L'entreprise dont M. Thiers avait eu, vingt-quatre heures auparavant, la première initiative, semblait donc réussir. Tout avait été enlevé avec une promptitude, une précipitation même, où il entrait peut-être autant d'inquiétude que de hardiesse. Les hésitations, les scrupules des législateurs, comme ceux du prince, avaient été surmontés. Et cependant une partie seule de la besogne était faite. Restait l'Hôtel de ville qu'on avait pu gagner de vitesse, mais non séduire ou dompter, et qui, dans la matinée du 31, grondait, plus menaçant, plus irrité que jamais. On y criait à la trahison; les placards favorables au duc d'Orléans étaient lacérés, ses proclamations sifflées; les clubs en permanence engageaient la population à ne pas déposer les armes; les projets les plus violents, enlèvement du prince, massacre des députés, traversaient les cerveaux en ébullition.

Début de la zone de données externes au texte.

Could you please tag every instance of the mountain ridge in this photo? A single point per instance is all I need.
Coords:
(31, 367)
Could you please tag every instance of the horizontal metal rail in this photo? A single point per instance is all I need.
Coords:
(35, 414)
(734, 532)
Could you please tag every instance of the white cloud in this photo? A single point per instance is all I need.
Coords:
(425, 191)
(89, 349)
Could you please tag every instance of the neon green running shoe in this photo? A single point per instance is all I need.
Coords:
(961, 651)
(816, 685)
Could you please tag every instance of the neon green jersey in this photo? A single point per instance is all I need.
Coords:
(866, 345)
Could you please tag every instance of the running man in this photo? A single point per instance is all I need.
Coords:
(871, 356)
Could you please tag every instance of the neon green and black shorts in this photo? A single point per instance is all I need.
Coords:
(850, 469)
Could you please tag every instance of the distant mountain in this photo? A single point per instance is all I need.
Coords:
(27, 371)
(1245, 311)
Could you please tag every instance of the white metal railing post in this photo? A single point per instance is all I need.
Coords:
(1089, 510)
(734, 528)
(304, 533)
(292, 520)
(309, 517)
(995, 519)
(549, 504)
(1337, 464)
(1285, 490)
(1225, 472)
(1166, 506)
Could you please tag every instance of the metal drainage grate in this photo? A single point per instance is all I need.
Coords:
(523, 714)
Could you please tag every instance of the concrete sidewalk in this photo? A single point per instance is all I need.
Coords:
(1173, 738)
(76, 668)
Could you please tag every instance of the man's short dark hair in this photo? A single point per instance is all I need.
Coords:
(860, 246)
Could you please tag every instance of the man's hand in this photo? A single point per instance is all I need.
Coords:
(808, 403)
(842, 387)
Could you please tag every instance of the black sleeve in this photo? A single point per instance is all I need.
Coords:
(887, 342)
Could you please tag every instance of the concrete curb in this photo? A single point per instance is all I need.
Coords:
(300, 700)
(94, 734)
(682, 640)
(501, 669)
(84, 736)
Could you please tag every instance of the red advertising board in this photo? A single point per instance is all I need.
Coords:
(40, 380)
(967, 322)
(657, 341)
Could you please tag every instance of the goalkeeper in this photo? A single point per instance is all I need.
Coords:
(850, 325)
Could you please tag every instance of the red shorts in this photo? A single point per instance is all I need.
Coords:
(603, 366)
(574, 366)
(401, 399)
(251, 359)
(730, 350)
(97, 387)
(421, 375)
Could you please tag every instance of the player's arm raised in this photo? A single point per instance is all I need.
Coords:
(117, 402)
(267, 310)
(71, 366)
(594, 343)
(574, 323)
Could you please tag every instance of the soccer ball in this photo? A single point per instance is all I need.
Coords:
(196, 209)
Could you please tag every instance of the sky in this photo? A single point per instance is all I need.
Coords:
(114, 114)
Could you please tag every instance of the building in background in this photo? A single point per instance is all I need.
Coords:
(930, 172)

Telle était l'excitation dans ces régions, qu'elle gagnait la commission municipale; bien que d'origine et de composition parlementaires, cette commission, impuissante dans ses bons éléments, était complice de la révolution par ses mauvais, notamment par M. Mauguin, dont l'ambition s'exaltait à la pensée de faire partie d'un gouvernement provisoire, et dont la faconde sans scrupule était «très-propre, dans ces jours de perturbation générale, à échauffer les fous, à intimider les faibles et à entraîner les badauds[10]». Conduite ainsi à publier une proclamation très-violente que M. Périer refusait de signer et où il n'était même pas question du duc d'Orléans, la commission municipale refusait de promulguer la déclaration par laquelle les députés avaient appelé, la veille, le duc d'Orléans à la lieutenance générale. Cette fois encore, M. Odilon Barrot fut chargé de porter au Palais-Bourbon les remontrances de l'Hôtel de ville. M. Laffitte, président, les reçut non sans humilité: il convint que la déclaration était «servile, qu'elle blessait la dignité nationale», et il s'engagea d'honneur à la détruire. Ainsi cet acte, pourtant capital, n'a jamais été inséré au _Moniteur_; bien plus, l'original, après avoir été remis au duc d'Orléans, fut soustrait sur son bureau.